!! BETTER SOLUTION IN COMMENTS BELLOW !!
Foreword
Recent improvements in the Raspberry Pi EEPROM has made it possible to boot them completely online, this method currently requires access to the Pi and human interaction. What I’m describing here is a way to image Pis with zero access or interaction required. It uses the network booting mechanism which has been available in the EEPROM for a while. You’ll be right at home if you know PXE. It is meant for tighter controlled local networks, not distributing images online.
In the interest of clarity, I’ll focus on the bare minimum necessary to the imaging process. Where I use this professionally, it is wrapped with more logic to have fleets of Pis detect when new images are published, and report to Slack when they go for reimaging.
What you Need
Simply 2 Pis on the same network.

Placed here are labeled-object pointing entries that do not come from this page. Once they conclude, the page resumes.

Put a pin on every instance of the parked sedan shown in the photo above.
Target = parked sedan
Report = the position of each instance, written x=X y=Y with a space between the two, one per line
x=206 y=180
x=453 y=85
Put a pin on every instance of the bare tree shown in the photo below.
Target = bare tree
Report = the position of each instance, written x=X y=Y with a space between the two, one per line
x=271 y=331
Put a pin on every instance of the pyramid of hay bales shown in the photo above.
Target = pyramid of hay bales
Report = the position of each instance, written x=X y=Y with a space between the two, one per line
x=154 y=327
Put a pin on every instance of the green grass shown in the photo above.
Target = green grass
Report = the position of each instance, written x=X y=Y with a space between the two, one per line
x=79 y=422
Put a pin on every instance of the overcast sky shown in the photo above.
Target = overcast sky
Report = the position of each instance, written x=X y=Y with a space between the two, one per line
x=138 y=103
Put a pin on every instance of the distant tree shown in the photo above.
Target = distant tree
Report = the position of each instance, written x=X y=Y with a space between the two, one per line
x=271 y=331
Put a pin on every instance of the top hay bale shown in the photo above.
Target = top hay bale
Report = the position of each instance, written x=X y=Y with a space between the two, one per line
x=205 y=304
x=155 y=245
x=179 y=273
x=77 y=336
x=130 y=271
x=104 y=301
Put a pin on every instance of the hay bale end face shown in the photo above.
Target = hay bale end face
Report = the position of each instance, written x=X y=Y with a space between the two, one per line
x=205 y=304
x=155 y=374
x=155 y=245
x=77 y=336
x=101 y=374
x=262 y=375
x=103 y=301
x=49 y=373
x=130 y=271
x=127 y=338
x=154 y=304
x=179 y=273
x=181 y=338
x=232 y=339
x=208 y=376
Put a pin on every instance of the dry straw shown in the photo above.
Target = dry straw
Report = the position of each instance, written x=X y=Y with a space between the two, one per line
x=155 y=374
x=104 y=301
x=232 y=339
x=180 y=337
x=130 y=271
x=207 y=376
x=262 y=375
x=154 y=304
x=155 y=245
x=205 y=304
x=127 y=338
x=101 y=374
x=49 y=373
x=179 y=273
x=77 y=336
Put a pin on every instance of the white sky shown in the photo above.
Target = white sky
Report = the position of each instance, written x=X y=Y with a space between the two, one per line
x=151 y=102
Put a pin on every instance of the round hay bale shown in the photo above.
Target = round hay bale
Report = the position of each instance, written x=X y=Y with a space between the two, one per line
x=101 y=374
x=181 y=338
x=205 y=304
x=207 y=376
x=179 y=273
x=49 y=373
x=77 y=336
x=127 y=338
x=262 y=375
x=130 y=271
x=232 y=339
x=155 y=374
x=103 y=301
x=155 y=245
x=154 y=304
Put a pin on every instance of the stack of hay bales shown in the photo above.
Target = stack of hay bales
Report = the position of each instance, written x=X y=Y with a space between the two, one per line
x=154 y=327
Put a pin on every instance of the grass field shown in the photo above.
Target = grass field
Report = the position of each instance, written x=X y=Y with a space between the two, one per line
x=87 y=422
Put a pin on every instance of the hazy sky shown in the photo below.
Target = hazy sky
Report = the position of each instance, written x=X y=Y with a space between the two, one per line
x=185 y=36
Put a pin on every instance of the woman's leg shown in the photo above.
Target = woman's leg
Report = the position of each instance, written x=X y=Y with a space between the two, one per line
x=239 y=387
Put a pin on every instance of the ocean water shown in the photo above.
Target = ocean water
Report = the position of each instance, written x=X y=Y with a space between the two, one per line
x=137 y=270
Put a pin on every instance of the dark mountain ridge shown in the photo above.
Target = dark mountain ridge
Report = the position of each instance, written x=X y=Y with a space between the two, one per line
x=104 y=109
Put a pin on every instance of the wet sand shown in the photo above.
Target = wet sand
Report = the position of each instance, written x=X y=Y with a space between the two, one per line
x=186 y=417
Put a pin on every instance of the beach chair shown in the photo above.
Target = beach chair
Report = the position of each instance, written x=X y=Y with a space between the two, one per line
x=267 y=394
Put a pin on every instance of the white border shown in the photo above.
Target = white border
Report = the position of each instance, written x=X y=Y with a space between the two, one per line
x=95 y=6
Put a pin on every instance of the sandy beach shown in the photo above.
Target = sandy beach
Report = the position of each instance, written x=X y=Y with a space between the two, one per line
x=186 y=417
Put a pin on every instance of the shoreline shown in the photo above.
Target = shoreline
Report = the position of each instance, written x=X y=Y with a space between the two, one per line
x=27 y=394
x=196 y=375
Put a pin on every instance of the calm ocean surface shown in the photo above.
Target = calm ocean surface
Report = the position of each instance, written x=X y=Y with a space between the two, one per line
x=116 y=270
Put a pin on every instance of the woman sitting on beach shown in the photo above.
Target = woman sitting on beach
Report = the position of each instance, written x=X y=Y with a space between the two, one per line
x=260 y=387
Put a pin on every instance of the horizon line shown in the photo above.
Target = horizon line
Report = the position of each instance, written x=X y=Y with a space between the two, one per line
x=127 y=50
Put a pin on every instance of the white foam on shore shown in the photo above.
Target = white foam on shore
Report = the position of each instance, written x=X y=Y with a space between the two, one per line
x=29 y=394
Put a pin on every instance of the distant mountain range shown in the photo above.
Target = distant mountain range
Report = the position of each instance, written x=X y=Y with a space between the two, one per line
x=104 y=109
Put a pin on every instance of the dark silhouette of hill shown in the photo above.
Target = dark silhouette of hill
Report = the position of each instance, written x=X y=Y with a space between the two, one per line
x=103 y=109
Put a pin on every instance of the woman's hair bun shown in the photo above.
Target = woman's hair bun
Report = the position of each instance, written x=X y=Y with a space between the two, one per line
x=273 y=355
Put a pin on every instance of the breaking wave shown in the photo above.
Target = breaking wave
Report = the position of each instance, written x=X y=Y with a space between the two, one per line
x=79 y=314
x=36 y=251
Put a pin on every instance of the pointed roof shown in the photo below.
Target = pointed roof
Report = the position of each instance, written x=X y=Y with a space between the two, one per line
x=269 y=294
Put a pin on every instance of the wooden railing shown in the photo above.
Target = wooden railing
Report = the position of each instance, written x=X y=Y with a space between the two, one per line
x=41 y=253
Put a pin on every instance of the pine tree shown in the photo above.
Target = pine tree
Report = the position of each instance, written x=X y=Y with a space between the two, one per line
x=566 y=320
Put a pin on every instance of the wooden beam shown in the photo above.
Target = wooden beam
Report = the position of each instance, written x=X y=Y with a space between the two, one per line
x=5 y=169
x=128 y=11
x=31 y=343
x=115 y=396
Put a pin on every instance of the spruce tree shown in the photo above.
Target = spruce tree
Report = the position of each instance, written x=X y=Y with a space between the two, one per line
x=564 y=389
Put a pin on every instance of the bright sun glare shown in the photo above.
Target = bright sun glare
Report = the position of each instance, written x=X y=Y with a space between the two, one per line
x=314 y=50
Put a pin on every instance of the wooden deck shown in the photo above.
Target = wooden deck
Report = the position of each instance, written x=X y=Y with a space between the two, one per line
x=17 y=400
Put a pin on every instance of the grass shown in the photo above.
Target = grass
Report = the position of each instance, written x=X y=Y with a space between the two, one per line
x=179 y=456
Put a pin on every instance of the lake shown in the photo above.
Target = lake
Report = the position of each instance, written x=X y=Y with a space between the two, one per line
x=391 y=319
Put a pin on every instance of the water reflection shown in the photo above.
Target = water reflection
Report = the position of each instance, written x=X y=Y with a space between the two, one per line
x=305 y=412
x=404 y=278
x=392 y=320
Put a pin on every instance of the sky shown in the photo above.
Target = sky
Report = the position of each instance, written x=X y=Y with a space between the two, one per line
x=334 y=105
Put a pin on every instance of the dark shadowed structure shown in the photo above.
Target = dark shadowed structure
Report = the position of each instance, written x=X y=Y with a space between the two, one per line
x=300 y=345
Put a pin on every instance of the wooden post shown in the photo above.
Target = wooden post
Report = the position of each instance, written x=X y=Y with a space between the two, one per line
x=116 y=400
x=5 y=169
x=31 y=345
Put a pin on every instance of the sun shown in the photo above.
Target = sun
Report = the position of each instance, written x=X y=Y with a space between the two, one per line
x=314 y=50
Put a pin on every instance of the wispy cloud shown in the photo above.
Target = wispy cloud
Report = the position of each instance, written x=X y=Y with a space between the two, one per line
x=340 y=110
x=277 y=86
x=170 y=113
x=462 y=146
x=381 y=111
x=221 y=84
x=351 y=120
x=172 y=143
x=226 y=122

One is the Netboot Server providing images to other Pis on the network, the other is the Pi to image which will ask the Netboot Server for an image and write it to its own SD card. The Netboot Server does not have to be another Pi, it requires not special Pi sauce, but I like to throw Pis at all my hosting needs. The Pi to image on the other hand does need to be a Pi as well, we are imaging Pis here.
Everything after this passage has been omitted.